Bumper crop boosts spirits

By Terry Meagher

Life just got better for corn growers. Heat units of 3,200
assisted by ample rains boosted average yields across eastern
and east-central Ontario to more than 130 bushels an acre, almost the equivalent of last year’s record yield.

Two years ago the average yield across Ontario was 119 bushels an acre.

As if that isn’t enough, while crop dried in the field prices rose from the pits and lifted farmers’ spirits with them. Depending on what time frames you use, corn prices rose by a third to 50 per cent in a matter of weeks. Crop prices rose to $135 per tonne at the elevator the last week of October and to $143 for the 2007 crop. That’s from a summertime low of $90 and $100.

Crop advisor Larry Hutchinson was with a farmer when he combined several fields of corn in Northumberland with yields averaging 162 bushels an acre. When he finished, Hutchinson said, "we sat on the step and the farmer was smiling," as if a great burden had lifted. After four years of depression, a light was beginning to shine.

But there are problems. "We had seven inches of rain in October and the geese are swimming in some fields," he says. In Renfrew County, 19 inches of rain in September and October have turned some fields into quagmires. The brooks look like spring runoff time and tractors are pulling tractors out of the mud.

"Some people are trying to get the silage off and the fields won’t carry the weight," says Larry Reaburn, a Renfrew crop farmer.

The price boost had been expected for so long, however, that many farmers were sceptical. But Bud Atkins says this is a real change in the market. The former president of Seaway Valley Ethanol Cooperative said that until recently speculators were driving the market but now the buyers from the plants have jumped aboard.

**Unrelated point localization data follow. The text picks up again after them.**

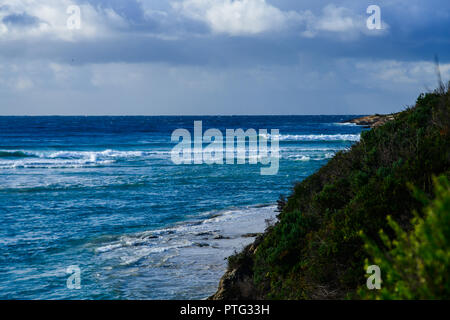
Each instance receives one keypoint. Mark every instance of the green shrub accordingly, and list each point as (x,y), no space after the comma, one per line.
(417,262)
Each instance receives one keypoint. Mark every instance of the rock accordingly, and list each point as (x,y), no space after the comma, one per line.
(373,120)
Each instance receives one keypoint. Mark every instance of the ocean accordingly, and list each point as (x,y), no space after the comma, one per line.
(102,194)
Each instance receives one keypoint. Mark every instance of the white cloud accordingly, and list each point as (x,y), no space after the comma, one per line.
(238,17)
(50,20)
(249,17)
(392,74)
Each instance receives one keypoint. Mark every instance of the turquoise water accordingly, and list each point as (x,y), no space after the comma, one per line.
(102,193)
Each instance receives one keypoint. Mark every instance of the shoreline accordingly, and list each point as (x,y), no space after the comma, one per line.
(372,121)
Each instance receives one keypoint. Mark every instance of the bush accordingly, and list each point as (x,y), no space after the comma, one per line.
(417,263)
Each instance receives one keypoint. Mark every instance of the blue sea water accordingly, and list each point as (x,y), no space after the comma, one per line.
(102,193)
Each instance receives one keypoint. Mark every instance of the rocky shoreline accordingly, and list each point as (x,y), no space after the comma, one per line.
(372,120)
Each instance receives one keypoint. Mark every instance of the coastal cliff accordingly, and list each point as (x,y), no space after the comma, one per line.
(373,120)
(328,230)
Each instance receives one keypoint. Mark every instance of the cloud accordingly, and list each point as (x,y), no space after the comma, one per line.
(47,19)
(239,17)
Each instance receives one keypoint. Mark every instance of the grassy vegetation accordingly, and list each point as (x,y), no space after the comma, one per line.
(417,263)
(316,251)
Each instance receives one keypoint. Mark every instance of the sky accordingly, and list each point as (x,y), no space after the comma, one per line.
(218,57)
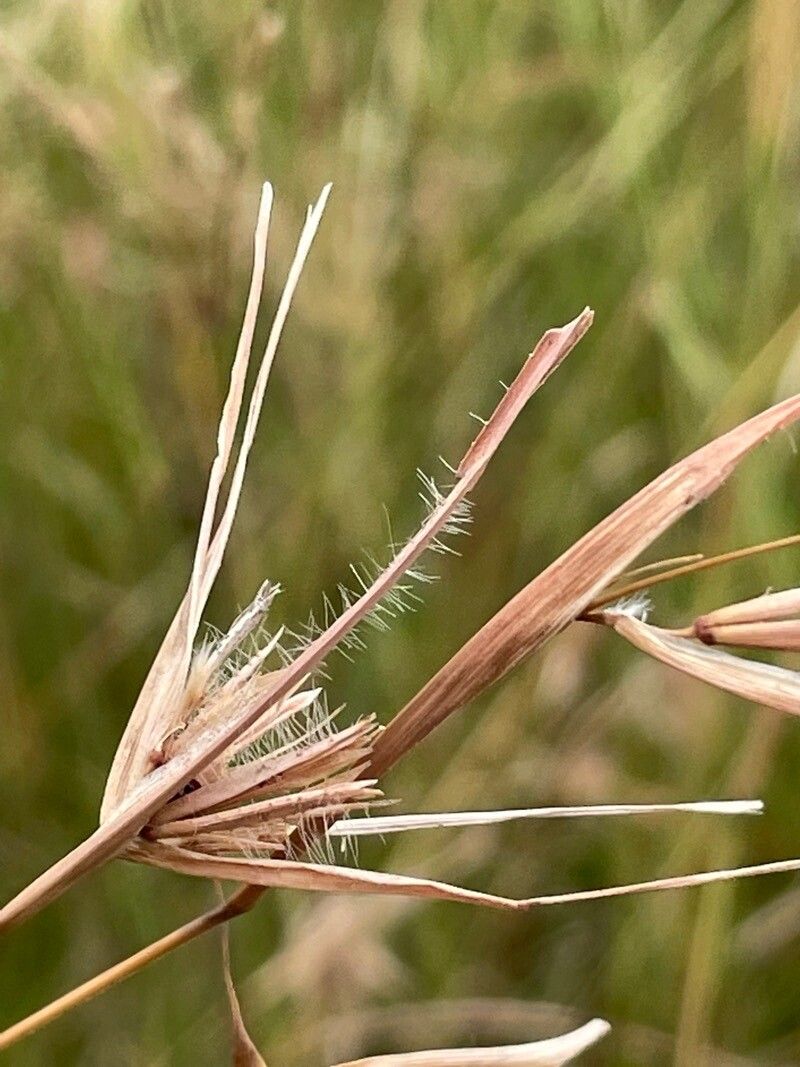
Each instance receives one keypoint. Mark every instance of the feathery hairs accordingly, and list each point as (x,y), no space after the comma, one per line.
(233,766)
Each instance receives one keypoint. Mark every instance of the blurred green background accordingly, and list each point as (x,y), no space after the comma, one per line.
(496,168)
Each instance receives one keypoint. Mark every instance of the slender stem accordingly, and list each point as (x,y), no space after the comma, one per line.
(236,905)
(699,564)
(248,896)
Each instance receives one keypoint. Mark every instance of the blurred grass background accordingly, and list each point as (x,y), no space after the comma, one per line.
(496,168)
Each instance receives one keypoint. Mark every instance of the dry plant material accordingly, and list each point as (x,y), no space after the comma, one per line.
(232,765)
(552,1052)
(380,825)
(244,1051)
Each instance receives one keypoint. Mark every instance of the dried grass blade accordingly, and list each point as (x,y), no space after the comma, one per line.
(379,825)
(125,818)
(230,411)
(782,635)
(760,683)
(564,589)
(312,877)
(168,672)
(552,1052)
(778,605)
(677,881)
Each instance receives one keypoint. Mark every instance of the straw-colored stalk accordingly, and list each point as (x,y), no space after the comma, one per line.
(232,766)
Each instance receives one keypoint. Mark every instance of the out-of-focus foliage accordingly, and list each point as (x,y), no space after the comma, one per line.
(496,166)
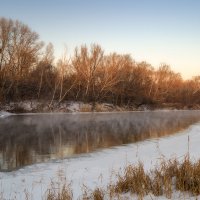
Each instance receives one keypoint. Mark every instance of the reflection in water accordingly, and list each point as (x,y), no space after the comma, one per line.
(28,139)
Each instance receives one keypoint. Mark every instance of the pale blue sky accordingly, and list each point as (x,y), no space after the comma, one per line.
(156,31)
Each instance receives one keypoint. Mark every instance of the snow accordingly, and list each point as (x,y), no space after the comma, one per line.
(98,168)
(4,114)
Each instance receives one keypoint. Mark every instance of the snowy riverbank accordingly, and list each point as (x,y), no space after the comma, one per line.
(97,169)
(36,106)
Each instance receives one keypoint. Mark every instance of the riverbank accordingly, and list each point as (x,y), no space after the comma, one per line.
(88,172)
(36,106)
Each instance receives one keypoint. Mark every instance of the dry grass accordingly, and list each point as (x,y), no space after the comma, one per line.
(169,176)
(59,192)
(133,181)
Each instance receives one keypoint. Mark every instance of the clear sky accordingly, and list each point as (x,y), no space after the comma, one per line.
(157,31)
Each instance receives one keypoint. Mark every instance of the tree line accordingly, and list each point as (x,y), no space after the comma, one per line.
(28,70)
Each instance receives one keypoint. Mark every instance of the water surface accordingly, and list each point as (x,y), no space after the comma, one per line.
(34,138)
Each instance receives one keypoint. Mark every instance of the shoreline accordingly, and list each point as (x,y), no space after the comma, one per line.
(35,106)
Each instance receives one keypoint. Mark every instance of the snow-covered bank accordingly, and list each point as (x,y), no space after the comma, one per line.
(36,106)
(4,114)
(96,168)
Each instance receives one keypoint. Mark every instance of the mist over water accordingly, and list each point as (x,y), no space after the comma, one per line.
(34,138)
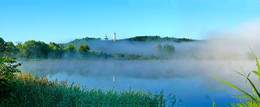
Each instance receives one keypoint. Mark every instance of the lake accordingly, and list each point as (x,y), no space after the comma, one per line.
(191,81)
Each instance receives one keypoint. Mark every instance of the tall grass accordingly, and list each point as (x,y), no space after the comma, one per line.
(38,91)
(253,98)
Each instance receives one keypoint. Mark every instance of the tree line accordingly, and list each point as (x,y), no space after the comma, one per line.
(39,49)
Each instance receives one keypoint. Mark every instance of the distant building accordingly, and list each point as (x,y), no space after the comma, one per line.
(105,37)
(114,37)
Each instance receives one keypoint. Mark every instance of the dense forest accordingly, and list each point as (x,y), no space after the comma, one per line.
(38,49)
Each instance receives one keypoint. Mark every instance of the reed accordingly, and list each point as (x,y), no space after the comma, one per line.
(38,91)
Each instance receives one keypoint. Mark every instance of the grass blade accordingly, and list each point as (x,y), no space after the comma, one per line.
(237,88)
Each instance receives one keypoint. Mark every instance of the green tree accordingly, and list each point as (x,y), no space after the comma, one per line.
(2,47)
(70,49)
(83,49)
(56,50)
(34,49)
(7,69)
(10,49)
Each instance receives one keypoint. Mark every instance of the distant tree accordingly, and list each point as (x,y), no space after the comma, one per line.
(34,49)
(159,47)
(84,49)
(2,47)
(56,50)
(70,49)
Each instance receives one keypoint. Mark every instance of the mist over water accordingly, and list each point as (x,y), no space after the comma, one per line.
(189,72)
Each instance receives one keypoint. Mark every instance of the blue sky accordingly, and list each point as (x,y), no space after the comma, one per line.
(65,20)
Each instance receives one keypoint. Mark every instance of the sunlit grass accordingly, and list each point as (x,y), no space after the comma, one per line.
(38,91)
(253,98)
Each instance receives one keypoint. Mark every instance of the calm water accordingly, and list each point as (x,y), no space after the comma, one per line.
(191,81)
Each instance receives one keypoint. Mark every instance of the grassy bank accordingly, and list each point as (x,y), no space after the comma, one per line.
(28,90)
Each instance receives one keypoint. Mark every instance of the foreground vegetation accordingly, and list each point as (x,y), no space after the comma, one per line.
(23,89)
(251,99)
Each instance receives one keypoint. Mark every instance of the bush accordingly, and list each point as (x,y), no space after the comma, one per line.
(8,66)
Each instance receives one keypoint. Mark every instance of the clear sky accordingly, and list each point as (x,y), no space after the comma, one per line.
(65,20)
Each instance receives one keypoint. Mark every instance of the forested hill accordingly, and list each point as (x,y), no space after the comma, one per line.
(138,38)
(158,38)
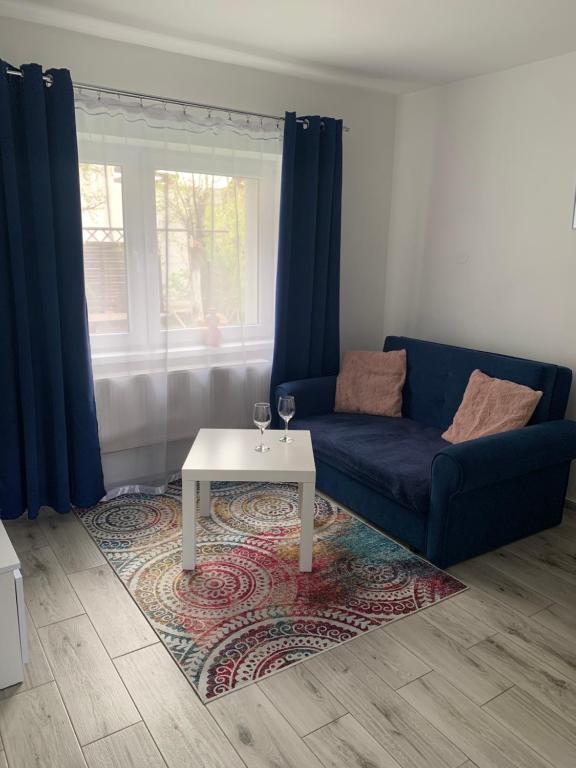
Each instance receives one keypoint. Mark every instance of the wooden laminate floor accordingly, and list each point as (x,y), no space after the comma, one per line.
(486,679)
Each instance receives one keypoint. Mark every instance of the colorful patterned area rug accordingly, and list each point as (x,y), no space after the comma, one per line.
(247,611)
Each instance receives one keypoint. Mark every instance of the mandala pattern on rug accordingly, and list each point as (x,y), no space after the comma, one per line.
(247,611)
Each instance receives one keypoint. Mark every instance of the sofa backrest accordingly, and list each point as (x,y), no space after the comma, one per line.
(437,375)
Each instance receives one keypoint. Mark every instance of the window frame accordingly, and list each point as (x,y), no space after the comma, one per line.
(145,339)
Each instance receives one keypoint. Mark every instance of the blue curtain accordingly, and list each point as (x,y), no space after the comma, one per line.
(49,450)
(307,333)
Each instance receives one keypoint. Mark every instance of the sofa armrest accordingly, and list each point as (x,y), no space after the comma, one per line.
(314,397)
(487,460)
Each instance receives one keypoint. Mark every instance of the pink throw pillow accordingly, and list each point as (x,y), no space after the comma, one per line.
(371,382)
(490,406)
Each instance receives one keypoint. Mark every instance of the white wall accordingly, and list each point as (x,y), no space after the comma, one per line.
(368,148)
(481,249)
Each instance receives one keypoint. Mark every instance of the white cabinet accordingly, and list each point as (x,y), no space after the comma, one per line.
(13,635)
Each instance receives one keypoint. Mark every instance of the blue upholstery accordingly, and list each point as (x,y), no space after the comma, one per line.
(450,502)
(390,455)
(437,375)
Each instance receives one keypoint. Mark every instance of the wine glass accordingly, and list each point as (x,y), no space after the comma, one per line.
(286,410)
(262,418)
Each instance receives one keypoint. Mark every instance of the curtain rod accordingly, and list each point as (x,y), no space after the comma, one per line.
(135,95)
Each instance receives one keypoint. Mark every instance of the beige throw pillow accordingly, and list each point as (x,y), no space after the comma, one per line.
(371,382)
(490,406)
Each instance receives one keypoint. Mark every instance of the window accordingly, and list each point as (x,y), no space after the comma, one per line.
(104,253)
(203,223)
(179,248)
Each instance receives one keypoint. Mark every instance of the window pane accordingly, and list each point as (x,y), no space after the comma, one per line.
(104,252)
(201,226)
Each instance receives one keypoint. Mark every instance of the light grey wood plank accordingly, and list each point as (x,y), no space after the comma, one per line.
(36,731)
(439,651)
(395,725)
(116,617)
(528,671)
(71,543)
(37,671)
(180,724)
(259,733)
(557,651)
(477,573)
(302,699)
(563,539)
(131,748)
(534,576)
(473,730)
(541,728)
(48,593)
(388,658)
(454,621)
(346,744)
(560,621)
(548,554)
(93,693)
(25,534)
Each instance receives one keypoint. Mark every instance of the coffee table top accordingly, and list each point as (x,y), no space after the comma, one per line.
(228,454)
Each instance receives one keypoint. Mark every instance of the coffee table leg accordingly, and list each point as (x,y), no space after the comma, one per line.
(188,525)
(306,494)
(205,498)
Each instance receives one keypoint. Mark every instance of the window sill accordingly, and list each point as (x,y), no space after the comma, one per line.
(172,359)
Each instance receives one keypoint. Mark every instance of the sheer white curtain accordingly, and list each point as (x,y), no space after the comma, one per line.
(180,226)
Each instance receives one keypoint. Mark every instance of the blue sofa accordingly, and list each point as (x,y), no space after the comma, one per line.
(448,502)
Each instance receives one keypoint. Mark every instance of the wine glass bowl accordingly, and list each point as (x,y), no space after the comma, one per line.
(262,417)
(286,411)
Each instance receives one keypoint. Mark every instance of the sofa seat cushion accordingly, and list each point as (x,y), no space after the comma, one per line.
(393,456)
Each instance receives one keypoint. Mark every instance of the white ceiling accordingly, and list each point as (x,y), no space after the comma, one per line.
(390,45)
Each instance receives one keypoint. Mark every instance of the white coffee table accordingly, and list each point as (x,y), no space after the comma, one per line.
(228,454)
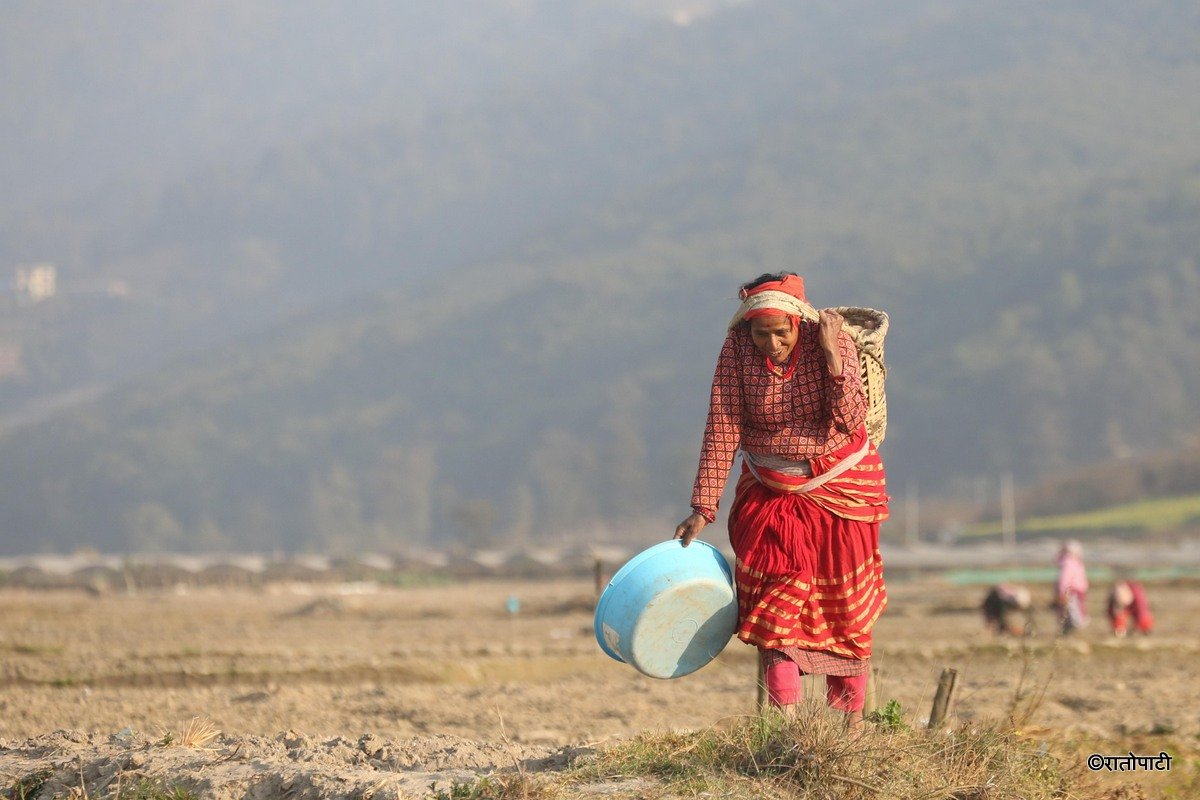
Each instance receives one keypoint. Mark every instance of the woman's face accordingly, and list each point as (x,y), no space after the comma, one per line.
(774,336)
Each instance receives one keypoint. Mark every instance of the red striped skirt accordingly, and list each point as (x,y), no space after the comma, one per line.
(810,582)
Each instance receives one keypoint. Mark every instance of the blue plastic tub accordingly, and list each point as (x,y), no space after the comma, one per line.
(669,611)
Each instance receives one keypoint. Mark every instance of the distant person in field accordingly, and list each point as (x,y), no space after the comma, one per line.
(1128,603)
(1071,588)
(804,524)
(1007,609)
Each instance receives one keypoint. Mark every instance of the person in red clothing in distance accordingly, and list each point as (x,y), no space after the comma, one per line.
(805,518)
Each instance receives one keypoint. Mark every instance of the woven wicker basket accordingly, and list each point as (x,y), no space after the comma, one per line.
(869,326)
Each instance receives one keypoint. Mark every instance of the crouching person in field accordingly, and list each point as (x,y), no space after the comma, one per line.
(1128,603)
(1007,608)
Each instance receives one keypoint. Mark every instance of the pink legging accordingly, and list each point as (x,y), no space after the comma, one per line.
(785,687)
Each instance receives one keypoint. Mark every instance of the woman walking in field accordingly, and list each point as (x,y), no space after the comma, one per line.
(1071,588)
(804,524)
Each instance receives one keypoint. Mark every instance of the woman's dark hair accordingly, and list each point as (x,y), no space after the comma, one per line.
(766,277)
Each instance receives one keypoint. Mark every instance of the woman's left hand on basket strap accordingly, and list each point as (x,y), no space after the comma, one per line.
(827,334)
(689,529)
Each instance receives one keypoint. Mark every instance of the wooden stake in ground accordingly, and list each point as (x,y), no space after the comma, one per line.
(761,683)
(871,701)
(942,698)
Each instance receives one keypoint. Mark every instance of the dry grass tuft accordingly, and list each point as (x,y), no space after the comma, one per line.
(198,734)
(809,755)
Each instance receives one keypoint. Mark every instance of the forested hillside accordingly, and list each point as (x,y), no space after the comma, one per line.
(532,288)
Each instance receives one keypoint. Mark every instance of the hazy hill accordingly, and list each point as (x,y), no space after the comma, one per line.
(1018,187)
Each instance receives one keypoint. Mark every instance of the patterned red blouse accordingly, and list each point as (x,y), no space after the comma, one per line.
(796,413)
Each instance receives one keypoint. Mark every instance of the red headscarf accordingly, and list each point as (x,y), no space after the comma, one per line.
(773,299)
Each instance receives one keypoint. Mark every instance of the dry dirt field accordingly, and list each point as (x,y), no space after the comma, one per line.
(358,690)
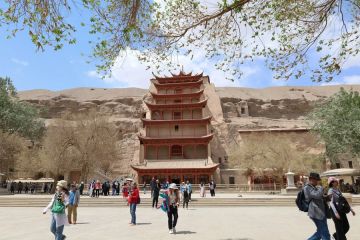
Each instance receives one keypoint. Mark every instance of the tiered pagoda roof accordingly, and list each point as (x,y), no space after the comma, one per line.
(200,104)
(177,165)
(176,84)
(177,140)
(177,95)
(147,122)
(182,77)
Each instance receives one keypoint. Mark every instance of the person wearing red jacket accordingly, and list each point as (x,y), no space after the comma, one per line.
(133,200)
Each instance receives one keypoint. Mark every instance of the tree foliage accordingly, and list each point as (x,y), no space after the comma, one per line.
(11,146)
(16,116)
(275,155)
(285,32)
(85,142)
(337,121)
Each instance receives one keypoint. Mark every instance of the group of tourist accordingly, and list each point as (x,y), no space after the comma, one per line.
(29,187)
(62,199)
(212,187)
(322,206)
(170,203)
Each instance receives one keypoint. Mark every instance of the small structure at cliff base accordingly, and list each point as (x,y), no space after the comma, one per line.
(175,144)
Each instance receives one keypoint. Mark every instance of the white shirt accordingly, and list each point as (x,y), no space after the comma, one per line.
(60,218)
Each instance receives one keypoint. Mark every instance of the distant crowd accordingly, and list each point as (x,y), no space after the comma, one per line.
(68,197)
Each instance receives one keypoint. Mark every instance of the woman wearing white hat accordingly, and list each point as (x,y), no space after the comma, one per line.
(339,208)
(172,209)
(57,206)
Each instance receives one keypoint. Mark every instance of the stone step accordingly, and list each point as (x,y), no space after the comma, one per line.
(146,202)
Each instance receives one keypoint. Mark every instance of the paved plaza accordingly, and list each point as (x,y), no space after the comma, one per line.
(218,223)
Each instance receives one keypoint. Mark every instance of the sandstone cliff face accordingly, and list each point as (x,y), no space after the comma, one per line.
(124,107)
(231,108)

The reason for the price hike is not an earth-shattering secret, says Joe Hickson, owner of Midnight Acres, near Lindsay. "We’ve had a 30-year world low for years and the demand is catching up. We’re not caught up yet."

In addition, this year’s U.S. ethanol industry has taken 23 per cent of the country’s corn production, a figure that could rise to 40 per cent in five years. Ontario and Quebec have nine ethanol plants either in production or in various stages of development.

At current prices for gasoline, plants can pay up to $6 a bushel for corn and still make a profit, he said.

But Atkins warns that farmers shouldn’t hold out too long. "There’s a big crop this year and a fair carry over of corn," he says. And the unrelenting rain is kind of hell.